ŚwiatUNHCR musi opuścić Uzbekistan

UNHCR musi opuścić Uzbekistan

Biuro Wysokiego Komisarza ONZ ds.
Uchodźców (UNHCR) poinformowało, że uzbecki rząd
nakazał mu opuścić ten kraj w ciągu miesiąca.

20.03.2006 | aktual.: 20.03.2006 21:12

Ministerstwo Spraw Zagranicznych Uzbekistanu oświadczyło, że "UNHCR w pełni zrealizował swoje zadania i nie ma powodów do dalszej jego obecności w Uzbekistanie". W związku z tym ministerstwo prosi o zamknięcie biura UNHCR w ciągu miesiąca.

Organizacja oświadczyła, że z przykrością przyjmuje tę decyzję, jednak będzie musiała się do niej dostosować. Trzeba będzie poszukać innych sposobów pomagania uchodźcom i azylantom w Uzbekistanie - powiedziała przedstawicielka UNHCR Erika Feller. Dodała, iż Organizacja nadal będzie chronić uchodźców, bez względu na to, gdzie będzie działała, nawet jeśli miałoby to mieć negatywne konsekwencje w relacjach z jakimś państwem.

Przedmiotem napięć między władzami w Taszkencie a UNHCR są setki uchodźców z Uzbekistanu. W maju zeszłego roku przybyli oni do sąsiedniego Kirgistanu w następstwie krwawej rebelii w Andiżanie na wschodzie Uzbekistanu.

Władze w Taszkencie domagały się od Kirgistanu ekstradycji do kraju wszystkich uciekinierów z Andiżanu. Gdyby Kirgistanu uległ tym naciskom, naraziłoby to uchodźców na bezpośrednie represje.

UNHCR sprzeciwiał się deportacjom Uzbeków poszukujących azylu. Większości z nich przyznał status uchodźców. Organizacji udało się ewakuować 439 Uzbeków z Kirgistanu do Rumunii. Ponad 200 z nich przewieziono później do innych krajów; 228 ciągle czeka na wyjazd.

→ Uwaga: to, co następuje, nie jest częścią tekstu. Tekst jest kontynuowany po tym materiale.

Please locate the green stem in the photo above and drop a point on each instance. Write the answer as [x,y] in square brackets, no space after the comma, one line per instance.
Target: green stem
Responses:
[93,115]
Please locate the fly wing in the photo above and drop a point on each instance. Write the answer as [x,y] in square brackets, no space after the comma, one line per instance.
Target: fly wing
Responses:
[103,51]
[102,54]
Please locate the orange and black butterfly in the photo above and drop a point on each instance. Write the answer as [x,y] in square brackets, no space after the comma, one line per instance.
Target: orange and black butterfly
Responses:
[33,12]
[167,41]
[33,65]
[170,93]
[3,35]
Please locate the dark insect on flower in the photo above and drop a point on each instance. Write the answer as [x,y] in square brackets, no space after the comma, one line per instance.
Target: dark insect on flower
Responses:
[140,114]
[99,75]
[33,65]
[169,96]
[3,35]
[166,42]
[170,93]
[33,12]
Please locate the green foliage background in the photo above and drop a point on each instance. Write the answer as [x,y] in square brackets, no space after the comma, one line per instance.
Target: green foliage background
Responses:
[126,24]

W maju ubiegłego roku doszło w Andiżanie do buntu, którego uczestnicy zaatakowali posterunek milicji i uwolnili więźniów z zakładu karnego, w tym 23 działaczy muzułmańskich. Zamieszki zostały brutalnie stłumione przez władze. Według obrońców praw człowieka zginęło wówczas co najmniej 750 osób. Zdaniem władz śmierć poniosło 187 osób, głównie "terrorystów". Uzbekistan odrzucił apele o podjęcie niezależnego śledztwa międzynarodowego w sprawie wydarzeń w tym mieście. Od listopada ponad 150 osób skazano za udział w wydarzeniach w Andiżanie na kary od 12 do 22 lat więzienia.

UNHCR otworzył swoją placówkę w Uzbekistanie w 1993 roku, w trakcie wojny domowej w sasiednim Tadżykistanie (1992-93).